Building emancipatory alternatives for the Third World
Countries across the Global South are in the midst of fiscal crises. While the COVID-19 pandemic and subsequent global supply chain disruptions over the past year have exacerbated these conditions, they are “fundamentally a result of an unsustainable build-up of sovereign debt in the last decade, fuelled by cheap credit from Western economies and encouraged by international financial institutions,” argues the Collective on African Political Economy (CAPE).
As desperate countries continue to turn to the IMF, claims that the institution has in any way reformed away from austerity do not hold up to scrutiny.
Even when the IMF claims to be protecting populations through what it calls ‘Social Spending Floors’, analysis shows that for every $1 that governments were told to keep for social spending, the IMF directed them to cut $4 from the state budgets.
How is it that countries approach the IMF time and again and nothing changes?
“The reason is that IMF assistance has never confronted the structural factors that have continued to consign many countries to the ranks of the poor,” CAPE emphasizes. “The IMF, as the archetypical Northern institution, is duty bound to maintain and entrench this status quo,” the development of the North at the cost of the underdevelopment of the South, as articulated by revolutionary thinkers such as Walter Rodney.
Blaming economic crises on government corruption and mismanagement in the Global South—which may not be entirely untrue—also tends to be rooted in colonial tropes that open up poorer countries to forms of intervention not seen in the Global North, where such problems are similarly prevalent.
Meanwhile, the “IMF conditionality rarely confronts the fact that state capacity and autonomy have been eroded in Africa largely as a result of the tax dodging practices of transnational corporations,” CAPE highlights.
All of this points to the urgent need to develop alternative, “emancipatory” frameworks and institutions for the Third World.
Some crucial immediate steps have been presented in ‘A Plan to Save the Planet’, including the invalidation of historical debts, the seizure of assets held in illicit tax havens, the building of progressive tax codes including taxes on wealth and inheritance, reforming domestic banking structures, and curbing speculative financial activity.

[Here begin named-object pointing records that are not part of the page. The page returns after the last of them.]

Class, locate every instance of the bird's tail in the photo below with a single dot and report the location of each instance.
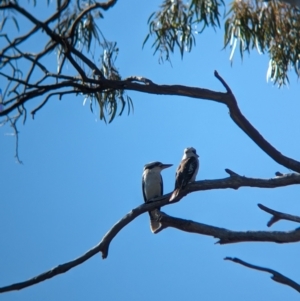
(154, 224)
(174, 194)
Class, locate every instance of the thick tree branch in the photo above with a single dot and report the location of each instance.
(277, 216)
(226, 236)
(276, 276)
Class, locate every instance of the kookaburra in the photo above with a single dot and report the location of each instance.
(186, 171)
(152, 185)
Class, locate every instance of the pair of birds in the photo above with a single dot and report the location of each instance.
(153, 184)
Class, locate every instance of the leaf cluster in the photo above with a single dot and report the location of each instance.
(72, 31)
(269, 27)
(175, 24)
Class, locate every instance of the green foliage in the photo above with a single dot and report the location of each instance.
(271, 28)
(175, 24)
(110, 100)
(72, 31)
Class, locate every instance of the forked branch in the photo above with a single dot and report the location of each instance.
(277, 216)
(224, 235)
(276, 276)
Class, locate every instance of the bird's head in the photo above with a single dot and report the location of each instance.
(156, 166)
(190, 152)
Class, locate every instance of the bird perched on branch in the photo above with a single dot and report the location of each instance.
(186, 171)
(152, 185)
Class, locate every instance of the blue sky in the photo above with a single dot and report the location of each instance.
(80, 176)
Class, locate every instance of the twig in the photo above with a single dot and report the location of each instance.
(276, 276)
(277, 216)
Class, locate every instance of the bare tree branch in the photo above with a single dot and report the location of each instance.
(277, 216)
(225, 236)
(276, 276)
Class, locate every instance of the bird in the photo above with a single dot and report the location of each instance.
(186, 171)
(152, 186)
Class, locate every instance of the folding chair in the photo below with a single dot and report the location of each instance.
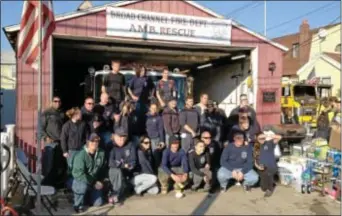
(30, 181)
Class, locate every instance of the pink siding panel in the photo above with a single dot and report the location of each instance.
(267, 113)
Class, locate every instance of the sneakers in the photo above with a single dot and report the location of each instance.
(113, 200)
(223, 190)
(179, 195)
(78, 209)
(268, 193)
(247, 188)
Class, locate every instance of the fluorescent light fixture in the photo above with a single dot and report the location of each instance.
(204, 66)
(238, 57)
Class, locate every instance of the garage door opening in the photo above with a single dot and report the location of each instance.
(73, 58)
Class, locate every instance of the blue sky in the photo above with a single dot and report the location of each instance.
(278, 12)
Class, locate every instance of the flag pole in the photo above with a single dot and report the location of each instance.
(39, 109)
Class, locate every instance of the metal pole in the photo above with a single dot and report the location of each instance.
(39, 109)
(265, 16)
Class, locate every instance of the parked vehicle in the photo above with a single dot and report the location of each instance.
(183, 84)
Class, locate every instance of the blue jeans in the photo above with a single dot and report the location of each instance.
(70, 159)
(80, 190)
(224, 175)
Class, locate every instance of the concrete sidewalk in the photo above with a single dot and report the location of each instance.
(235, 201)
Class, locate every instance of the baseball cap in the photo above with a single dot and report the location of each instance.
(174, 140)
(120, 132)
(93, 137)
(243, 110)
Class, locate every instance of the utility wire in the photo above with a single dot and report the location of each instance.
(249, 4)
(309, 40)
(299, 17)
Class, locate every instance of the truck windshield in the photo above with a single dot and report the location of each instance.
(180, 83)
(302, 91)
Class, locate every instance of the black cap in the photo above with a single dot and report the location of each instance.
(120, 132)
(243, 110)
(93, 137)
(174, 140)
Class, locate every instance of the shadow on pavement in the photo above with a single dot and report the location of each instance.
(203, 207)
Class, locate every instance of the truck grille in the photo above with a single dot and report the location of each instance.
(309, 111)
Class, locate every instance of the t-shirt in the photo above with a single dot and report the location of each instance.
(113, 84)
(141, 87)
(166, 89)
(267, 157)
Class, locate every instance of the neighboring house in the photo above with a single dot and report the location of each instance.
(8, 70)
(8, 88)
(314, 53)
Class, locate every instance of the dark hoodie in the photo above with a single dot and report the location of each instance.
(155, 126)
(234, 157)
(52, 122)
(123, 123)
(171, 121)
(119, 156)
(174, 159)
(74, 135)
(249, 133)
(87, 116)
(191, 118)
(146, 162)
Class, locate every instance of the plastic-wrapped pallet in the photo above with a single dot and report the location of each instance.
(290, 172)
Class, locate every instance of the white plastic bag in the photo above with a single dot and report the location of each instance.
(277, 151)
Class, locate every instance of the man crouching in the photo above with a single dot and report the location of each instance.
(237, 163)
(87, 172)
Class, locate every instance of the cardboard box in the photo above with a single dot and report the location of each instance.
(335, 137)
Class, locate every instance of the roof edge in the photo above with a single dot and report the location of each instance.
(242, 27)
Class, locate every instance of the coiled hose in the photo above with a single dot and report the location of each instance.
(6, 149)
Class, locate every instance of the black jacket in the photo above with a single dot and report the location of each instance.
(52, 122)
(74, 135)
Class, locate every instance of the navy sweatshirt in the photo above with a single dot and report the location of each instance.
(119, 156)
(267, 157)
(214, 151)
(191, 118)
(177, 159)
(233, 158)
(74, 135)
(198, 162)
(155, 127)
(145, 161)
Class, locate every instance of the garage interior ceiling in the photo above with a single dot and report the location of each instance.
(95, 52)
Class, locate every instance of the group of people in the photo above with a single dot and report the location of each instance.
(143, 143)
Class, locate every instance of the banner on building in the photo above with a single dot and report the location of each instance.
(139, 24)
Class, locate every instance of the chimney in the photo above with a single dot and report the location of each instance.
(304, 43)
(85, 5)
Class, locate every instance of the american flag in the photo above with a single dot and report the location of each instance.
(28, 41)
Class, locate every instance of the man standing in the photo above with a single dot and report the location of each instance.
(189, 120)
(201, 107)
(166, 89)
(237, 163)
(88, 173)
(244, 103)
(88, 111)
(114, 85)
(52, 121)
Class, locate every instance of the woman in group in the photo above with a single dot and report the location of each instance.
(265, 160)
(122, 121)
(74, 134)
(155, 130)
(141, 89)
(146, 180)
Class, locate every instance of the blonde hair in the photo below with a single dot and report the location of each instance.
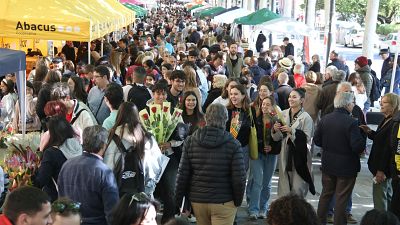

At the international level, this involves measures to prevent capital flight, a robust wealth tax collection system, pro-labor distribution policies, and the prevention of dollarization, which as CAPE has highlighted, acts as a “strong lever of IMF conditionality.” Building alternatives also includes investments and financing from institutions that do not impose structural adjustment, local currency central bank swap arrangements, ceilings on interest rates charged by commercial and multilateral lenders, and advancing regional trade and reconciliation mechanisms.